Fort Worth

Fort Worth Massage Therapist Tapped for USA Olympics Medical Team

Vaughn must know about every sport and he must know exactly how to treat every athlete

NBCUniversal, Inc.

Hundreds of USA Olympic athletes are scheduled to compete in the Tokyo Olympics starting on July 23. But there is a supporting staff behind them that rarely gets recognition.

Benny Vaught is a member of the supporting staff and is a licensed and board-certified massage therapist from Fort Worth and this Olympics will not be his first rodeo.

“This will be my fifth USA Olympic medical team. All of us are hand-picked. You have to have worked with the athletes in the past at various events leading up to the Olympics to be chosen,” Vaughn said. “I served as the Medical Liaison at Olympic Stadium for the Centennial Olympic Games in Atlanta 1996. I was selected for the Medical and Performance Preparation Staff for USA Track and Field for Athens 2004, Beijing 2008, London 2012.”

I was selected by the USOPC Medical Staff to serve on the Tokyo 2020 Sports Medical Team as the Senior Hands-on Soft Tissue Therapist providing massage therapy, assisted stretching, performance preparation and recovery care for all USA Athletes in the Olympic Village.

Unlike Olympic athletes, Vaughn must know about every sport. He said he must know exactly how to treat every athlete, no matter their sport. For him, it’s about much more than the physical.

“Many people see the massage therapist and they think we just give people a rub down. There is so much more going on with that one on one interaction we get with the athletes,” Vaughn said.

He said that is especially true in this Olympic cycle. The athletes have gone through so much physically and mentally trying to train through a global pandemic.

“I am also helping their mindset. The massage therapist is often, outside of their coach, the very last person contact they have before they walk into [the venue to compete],” Vaughn said.

It’s a lot of pressure and a lot of responsibility Vaughn said he has been training for, just like the athletes.

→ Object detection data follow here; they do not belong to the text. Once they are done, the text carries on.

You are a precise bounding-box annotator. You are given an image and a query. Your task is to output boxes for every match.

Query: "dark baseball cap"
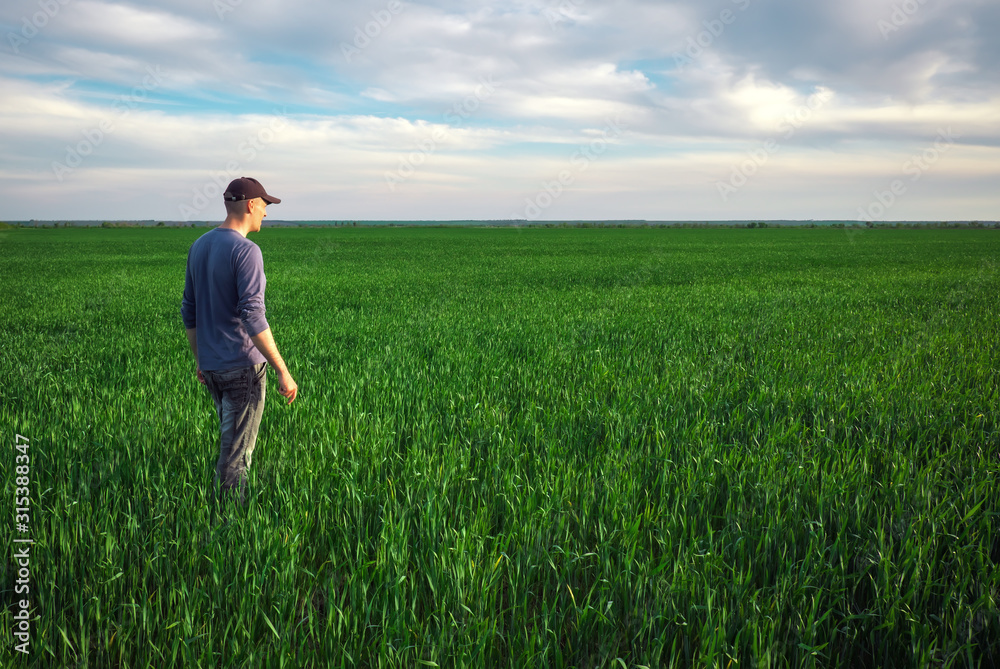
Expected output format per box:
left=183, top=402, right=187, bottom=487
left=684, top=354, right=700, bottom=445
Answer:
left=222, top=177, right=281, bottom=204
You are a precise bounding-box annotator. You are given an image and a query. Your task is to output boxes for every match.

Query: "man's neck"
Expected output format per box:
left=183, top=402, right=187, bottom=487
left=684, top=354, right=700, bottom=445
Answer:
left=219, top=216, right=250, bottom=237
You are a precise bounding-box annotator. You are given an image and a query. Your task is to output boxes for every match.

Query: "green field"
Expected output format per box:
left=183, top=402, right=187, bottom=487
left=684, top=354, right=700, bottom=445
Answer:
left=0, top=228, right=1000, bottom=669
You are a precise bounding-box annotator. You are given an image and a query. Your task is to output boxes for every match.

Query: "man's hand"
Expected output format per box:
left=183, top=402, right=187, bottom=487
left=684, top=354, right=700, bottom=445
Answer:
left=278, top=372, right=299, bottom=404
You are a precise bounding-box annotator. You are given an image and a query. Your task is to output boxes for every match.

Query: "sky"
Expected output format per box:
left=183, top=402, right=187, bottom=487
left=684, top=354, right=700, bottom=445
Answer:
left=0, top=0, right=1000, bottom=221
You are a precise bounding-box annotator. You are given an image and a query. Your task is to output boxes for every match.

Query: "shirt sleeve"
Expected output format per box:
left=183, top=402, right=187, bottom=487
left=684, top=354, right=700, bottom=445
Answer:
left=181, top=249, right=198, bottom=330
left=235, top=244, right=268, bottom=337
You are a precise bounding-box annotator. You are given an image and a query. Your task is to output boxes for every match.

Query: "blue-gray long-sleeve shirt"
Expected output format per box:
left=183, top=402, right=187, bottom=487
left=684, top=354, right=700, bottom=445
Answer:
left=181, top=228, right=268, bottom=371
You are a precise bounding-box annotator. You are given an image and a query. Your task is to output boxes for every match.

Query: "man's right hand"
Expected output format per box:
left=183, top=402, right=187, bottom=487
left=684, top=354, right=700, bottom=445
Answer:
left=278, top=372, right=299, bottom=404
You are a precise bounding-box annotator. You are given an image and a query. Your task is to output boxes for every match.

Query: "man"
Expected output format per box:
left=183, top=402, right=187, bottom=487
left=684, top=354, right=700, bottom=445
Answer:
left=181, top=177, right=298, bottom=502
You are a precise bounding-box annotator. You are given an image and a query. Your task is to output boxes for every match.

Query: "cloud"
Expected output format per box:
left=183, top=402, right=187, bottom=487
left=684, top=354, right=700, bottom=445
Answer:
left=0, top=0, right=1000, bottom=219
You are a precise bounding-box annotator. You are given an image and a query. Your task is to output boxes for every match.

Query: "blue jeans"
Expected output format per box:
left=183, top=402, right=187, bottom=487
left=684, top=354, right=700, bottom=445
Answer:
left=202, top=362, right=267, bottom=501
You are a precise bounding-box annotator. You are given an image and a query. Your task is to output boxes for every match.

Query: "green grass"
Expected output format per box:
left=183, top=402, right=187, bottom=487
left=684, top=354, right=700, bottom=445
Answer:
left=0, top=228, right=1000, bottom=667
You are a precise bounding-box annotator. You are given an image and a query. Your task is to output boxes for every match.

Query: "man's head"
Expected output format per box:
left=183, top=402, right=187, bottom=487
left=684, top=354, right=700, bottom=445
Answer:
left=222, top=177, right=281, bottom=232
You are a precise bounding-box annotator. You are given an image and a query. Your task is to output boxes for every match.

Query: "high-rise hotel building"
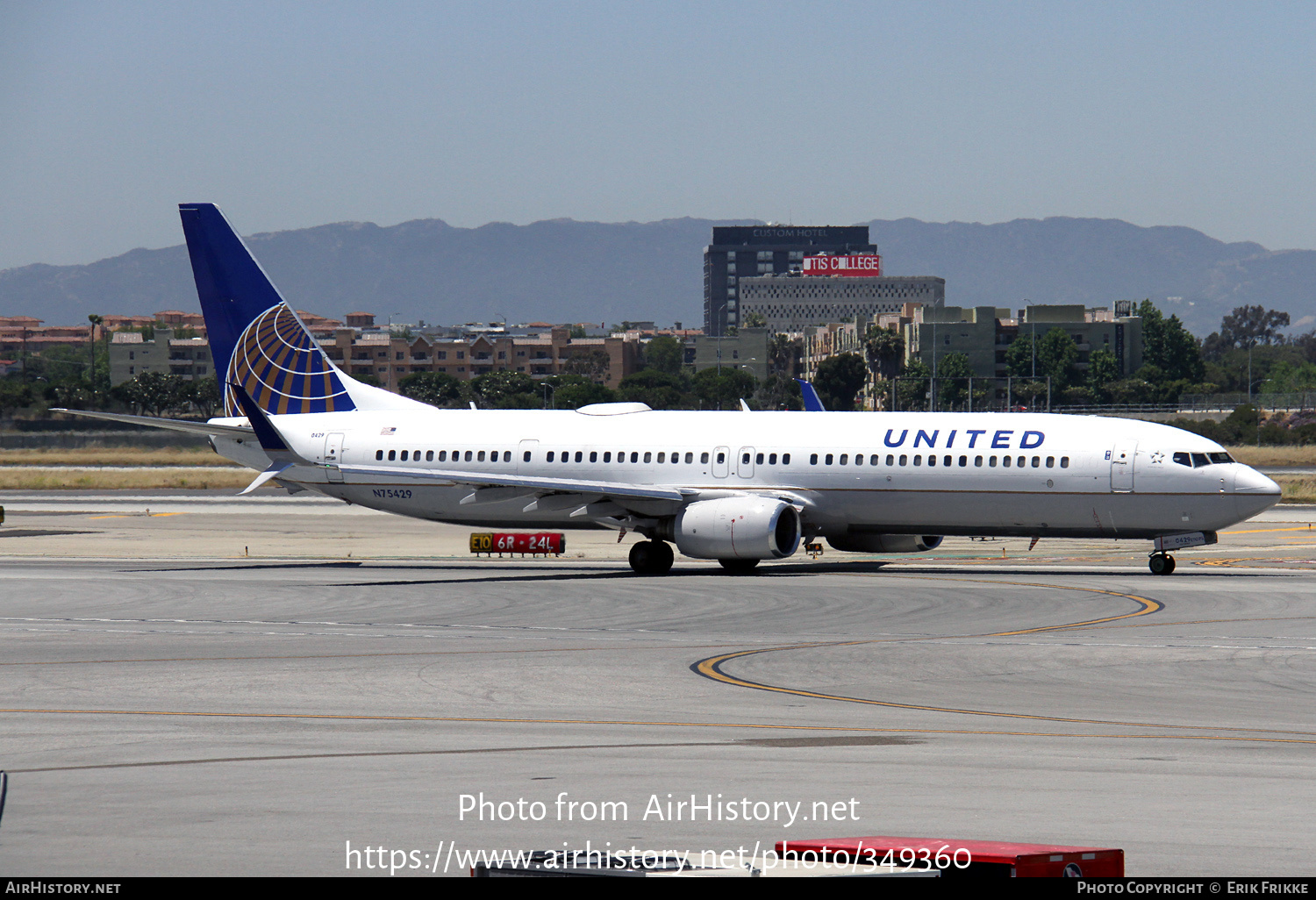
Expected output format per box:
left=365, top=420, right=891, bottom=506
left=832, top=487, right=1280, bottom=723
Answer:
left=704, top=225, right=878, bottom=334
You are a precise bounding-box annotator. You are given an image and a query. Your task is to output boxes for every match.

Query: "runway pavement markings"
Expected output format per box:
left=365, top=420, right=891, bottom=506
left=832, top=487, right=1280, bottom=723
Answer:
left=0, top=710, right=1316, bottom=775
left=0, top=632, right=750, bottom=666
left=690, top=576, right=1316, bottom=742
left=1220, top=524, right=1312, bottom=534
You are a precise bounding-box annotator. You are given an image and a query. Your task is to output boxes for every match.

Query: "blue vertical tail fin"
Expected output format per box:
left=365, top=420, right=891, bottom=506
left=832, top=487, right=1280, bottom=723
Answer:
left=795, top=378, right=826, bottom=412
left=178, top=203, right=424, bottom=416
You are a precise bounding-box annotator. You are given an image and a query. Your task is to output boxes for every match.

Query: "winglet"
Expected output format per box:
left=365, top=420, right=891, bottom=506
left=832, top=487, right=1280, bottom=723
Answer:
left=229, top=382, right=292, bottom=454
left=795, top=378, right=826, bottom=412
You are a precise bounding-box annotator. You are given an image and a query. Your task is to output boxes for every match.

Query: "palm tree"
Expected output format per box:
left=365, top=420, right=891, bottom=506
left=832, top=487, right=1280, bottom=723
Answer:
left=863, top=325, right=905, bottom=413
left=87, top=313, right=105, bottom=403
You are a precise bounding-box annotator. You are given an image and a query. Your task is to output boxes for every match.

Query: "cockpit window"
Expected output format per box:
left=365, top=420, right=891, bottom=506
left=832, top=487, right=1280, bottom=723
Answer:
left=1174, top=450, right=1234, bottom=468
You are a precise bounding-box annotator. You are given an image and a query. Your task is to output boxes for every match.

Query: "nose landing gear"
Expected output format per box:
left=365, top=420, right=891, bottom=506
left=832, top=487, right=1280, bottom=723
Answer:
left=1148, top=553, right=1174, bottom=575
left=631, top=541, right=674, bottom=575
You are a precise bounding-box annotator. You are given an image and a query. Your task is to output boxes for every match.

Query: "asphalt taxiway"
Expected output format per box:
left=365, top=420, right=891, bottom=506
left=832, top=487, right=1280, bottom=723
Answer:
left=0, top=492, right=1316, bottom=875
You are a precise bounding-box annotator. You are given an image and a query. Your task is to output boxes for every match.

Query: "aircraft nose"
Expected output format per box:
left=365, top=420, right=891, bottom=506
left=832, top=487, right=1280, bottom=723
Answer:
left=1234, top=466, right=1281, bottom=518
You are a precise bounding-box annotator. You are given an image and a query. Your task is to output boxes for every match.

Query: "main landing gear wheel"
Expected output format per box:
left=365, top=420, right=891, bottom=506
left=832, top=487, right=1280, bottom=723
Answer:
left=631, top=541, right=674, bottom=575
left=718, top=560, right=758, bottom=575
left=1148, top=553, right=1174, bottom=575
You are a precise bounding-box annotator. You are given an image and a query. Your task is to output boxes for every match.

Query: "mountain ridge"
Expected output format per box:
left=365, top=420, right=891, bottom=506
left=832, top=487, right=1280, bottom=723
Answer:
left=0, top=216, right=1316, bottom=336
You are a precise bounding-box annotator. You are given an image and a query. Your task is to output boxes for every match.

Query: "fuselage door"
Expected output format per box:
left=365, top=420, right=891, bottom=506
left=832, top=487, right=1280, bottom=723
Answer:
left=325, top=432, right=342, bottom=483
left=1111, top=441, right=1139, bottom=494
left=516, top=441, right=540, bottom=475
left=736, top=447, right=755, bottom=478
left=713, top=447, right=732, bottom=478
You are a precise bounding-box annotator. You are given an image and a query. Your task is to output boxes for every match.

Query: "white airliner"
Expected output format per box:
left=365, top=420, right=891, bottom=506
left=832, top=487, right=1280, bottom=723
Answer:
left=59, top=204, right=1279, bottom=575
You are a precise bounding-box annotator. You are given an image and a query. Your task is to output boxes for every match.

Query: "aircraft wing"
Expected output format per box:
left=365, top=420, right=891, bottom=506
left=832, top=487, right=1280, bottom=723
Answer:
left=50, top=408, right=255, bottom=439
left=339, top=466, right=697, bottom=503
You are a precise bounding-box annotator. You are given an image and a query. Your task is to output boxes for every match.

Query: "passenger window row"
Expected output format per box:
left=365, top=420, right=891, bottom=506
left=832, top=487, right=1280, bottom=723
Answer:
left=375, top=450, right=1069, bottom=468
left=375, top=450, right=512, bottom=462
left=810, top=453, right=1069, bottom=468
left=1174, top=450, right=1234, bottom=468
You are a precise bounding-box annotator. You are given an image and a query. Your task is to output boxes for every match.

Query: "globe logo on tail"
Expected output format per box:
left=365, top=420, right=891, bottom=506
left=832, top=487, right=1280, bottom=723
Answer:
left=224, top=303, right=357, bottom=416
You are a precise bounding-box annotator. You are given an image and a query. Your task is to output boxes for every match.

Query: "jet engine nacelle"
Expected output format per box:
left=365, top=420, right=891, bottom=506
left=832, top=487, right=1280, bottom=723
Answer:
left=826, top=534, right=941, bottom=553
left=673, top=496, right=800, bottom=560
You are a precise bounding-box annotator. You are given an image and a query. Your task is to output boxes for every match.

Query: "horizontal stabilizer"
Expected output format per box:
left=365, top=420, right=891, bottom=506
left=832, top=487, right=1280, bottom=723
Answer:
left=50, top=408, right=255, bottom=439
left=239, top=462, right=292, bottom=497
left=795, top=378, right=826, bottom=412
left=229, top=382, right=291, bottom=454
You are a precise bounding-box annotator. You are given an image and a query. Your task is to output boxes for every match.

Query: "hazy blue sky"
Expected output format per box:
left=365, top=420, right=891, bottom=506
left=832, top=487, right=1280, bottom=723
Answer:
left=0, top=0, right=1316, bottom=268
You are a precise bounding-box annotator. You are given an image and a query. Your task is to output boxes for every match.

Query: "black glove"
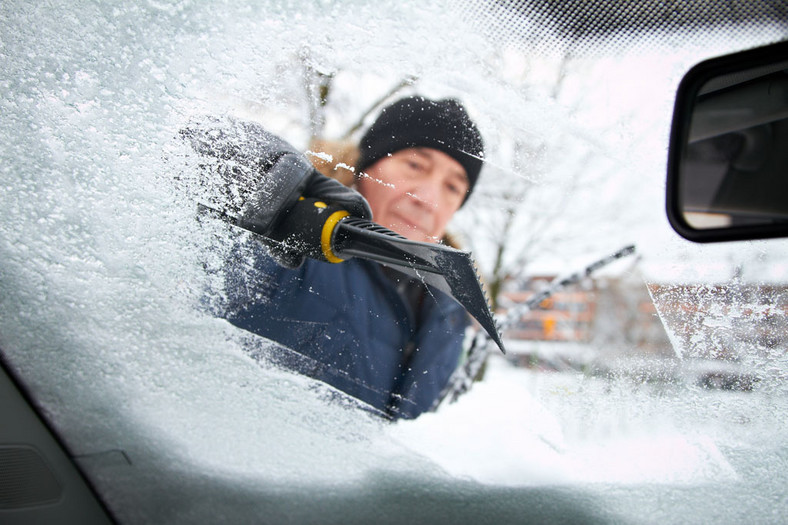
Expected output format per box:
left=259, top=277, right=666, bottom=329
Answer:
left=181, top=118, right=372, bottom=268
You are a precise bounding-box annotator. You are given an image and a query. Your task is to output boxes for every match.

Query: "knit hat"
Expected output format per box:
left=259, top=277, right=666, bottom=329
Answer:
left=356, top=96, right=484, bottom=198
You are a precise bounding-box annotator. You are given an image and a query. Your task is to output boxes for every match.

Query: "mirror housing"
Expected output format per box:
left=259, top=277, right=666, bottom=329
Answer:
left=666, top=42, right=788, bottom=242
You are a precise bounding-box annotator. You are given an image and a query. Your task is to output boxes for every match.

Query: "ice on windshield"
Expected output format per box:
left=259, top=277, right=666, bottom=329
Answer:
left=0, top=2, right=788, bottom=520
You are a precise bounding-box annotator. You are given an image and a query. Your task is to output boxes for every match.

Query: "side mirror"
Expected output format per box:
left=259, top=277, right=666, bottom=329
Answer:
left=666, top=42, right=788, bottom=242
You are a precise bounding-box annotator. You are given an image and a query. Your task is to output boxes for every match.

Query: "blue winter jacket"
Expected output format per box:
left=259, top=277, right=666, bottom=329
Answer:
left=226, top=242, right=468, bottom=418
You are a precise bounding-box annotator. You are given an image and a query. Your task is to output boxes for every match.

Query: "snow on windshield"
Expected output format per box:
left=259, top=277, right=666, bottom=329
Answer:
left=0, top=1, right=788, bottom=512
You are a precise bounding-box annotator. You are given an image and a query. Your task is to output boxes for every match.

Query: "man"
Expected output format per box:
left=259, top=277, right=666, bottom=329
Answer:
left=195, top=97, right=483, bottom=418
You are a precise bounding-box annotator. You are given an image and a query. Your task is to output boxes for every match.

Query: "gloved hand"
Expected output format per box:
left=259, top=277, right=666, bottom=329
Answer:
left=181, top=118, right=372, bottom=268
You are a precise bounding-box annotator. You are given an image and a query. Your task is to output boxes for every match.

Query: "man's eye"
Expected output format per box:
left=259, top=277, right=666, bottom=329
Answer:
left=406, top=160, right=426, bottom=171
left=446, top=184, right=465, bottom=195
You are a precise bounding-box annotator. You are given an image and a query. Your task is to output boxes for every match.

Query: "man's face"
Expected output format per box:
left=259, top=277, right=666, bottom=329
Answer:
left=358, top=148, right=469, bottom=242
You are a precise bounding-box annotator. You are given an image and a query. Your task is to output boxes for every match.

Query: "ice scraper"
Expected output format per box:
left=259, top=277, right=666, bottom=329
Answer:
left=203, top=198, right=506, bottom=353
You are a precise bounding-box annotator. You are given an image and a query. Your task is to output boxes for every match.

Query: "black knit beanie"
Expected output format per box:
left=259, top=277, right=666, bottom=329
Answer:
left=356, top=96, right=484, bottom=198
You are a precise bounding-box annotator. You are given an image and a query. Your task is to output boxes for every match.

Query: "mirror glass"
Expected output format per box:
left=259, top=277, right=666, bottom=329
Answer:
left=677, top=56, right=788, bottom=230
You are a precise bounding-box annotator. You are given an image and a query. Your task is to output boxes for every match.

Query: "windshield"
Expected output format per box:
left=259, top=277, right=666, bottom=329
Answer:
left=0, top=1, right=788, bottom=522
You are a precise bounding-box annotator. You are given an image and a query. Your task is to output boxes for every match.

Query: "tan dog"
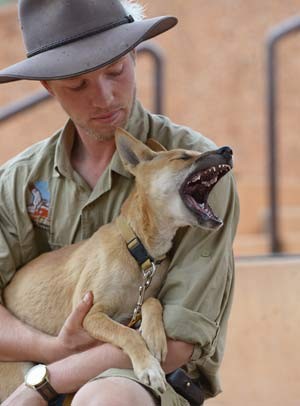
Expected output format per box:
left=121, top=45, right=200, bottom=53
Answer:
left=0, top=129, right=232, bottom=401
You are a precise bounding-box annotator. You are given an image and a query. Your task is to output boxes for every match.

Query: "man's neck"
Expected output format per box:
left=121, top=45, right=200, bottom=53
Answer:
left=71, top=128, right=116, bottom=189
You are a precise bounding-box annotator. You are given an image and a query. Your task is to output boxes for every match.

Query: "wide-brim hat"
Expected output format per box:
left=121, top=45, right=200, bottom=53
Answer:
left=0, top=0, right=177, bottom=83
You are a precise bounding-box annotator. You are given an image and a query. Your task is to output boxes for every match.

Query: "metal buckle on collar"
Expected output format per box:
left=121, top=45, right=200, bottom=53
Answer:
left=128, top=261, right=156, bottom=327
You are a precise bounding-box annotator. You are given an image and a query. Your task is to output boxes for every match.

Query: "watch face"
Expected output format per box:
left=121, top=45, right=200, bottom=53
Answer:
left=25, top=364, right=47, bottom=386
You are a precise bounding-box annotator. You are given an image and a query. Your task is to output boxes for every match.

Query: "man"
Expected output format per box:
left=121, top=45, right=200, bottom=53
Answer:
left=0, top=0, right=238, bottom=406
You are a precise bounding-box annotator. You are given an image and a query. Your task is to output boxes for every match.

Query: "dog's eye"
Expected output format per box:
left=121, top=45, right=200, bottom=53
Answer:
left=178, top=154, right=191, bottom=161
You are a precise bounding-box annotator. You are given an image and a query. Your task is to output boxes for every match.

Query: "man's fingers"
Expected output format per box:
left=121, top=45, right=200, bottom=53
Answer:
left=65, top=292, right=94, bottom=328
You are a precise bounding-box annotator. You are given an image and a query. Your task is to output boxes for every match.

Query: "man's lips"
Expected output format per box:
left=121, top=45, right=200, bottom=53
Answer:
left=92, top=108, right=122, bottom=123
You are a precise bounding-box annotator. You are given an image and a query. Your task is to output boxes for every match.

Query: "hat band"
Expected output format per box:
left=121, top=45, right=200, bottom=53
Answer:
left=27, top=15, right=134, bottom=58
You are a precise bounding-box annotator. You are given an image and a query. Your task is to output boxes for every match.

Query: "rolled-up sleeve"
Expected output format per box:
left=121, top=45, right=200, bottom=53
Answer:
left=0, top=182, right=21, bottom=303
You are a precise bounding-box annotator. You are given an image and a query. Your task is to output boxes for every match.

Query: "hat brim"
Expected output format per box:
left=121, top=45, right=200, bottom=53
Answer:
left=0, top=16, right=177, bottom=83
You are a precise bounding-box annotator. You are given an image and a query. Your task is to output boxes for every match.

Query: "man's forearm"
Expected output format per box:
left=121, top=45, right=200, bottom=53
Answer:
left=48, top=340, right=193, bottom=393
left=0, top=305, right=55, bottom=363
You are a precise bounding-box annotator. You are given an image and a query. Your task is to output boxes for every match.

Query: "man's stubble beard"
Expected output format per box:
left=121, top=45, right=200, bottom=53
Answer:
left=73, top=88, right=136, bottom=141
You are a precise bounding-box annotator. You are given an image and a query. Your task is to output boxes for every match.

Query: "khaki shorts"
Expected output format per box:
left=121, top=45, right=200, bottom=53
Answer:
left=59, top=368, right=190, bottom=406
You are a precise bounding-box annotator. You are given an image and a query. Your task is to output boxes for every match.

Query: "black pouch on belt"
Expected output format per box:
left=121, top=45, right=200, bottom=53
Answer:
left=166, top=368, right=204, bottom=406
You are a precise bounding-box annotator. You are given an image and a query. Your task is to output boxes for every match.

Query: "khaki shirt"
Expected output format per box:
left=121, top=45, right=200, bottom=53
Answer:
left=0, top=102, right=239, bottom=397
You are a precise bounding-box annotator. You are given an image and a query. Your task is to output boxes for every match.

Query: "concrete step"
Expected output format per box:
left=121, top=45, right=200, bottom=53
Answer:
left=237, top=178, right=300, bottom=233
left=207, top=257, right=300, bottom=406
left=234, top=230, right=300, bottom=256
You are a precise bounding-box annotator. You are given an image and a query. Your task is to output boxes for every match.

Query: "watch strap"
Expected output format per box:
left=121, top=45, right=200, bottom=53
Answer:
left=35, top=380, right=58, bottom=402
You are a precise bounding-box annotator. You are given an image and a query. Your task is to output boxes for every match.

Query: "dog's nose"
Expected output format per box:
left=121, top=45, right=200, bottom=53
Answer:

“It’s not like we are open from 9am-5pm. You’re open if the athletes need care. That often translates into 12-hour days or it could be even longer. These are Olympians and world class athletes that stepped up and figured out a way, so I had to figure out a way as well,” Vaughn said.

Vaught was one of the first Black men to integrate the University of Florida athletics program in 1969, so for him, sports is so much more than just a moment in time. Now that he has been serving athletes in this capacity for the last 40 years, he says he is thankful that Benny Vaughn Therapy of Fort Worth, is going to be part of Olympic history.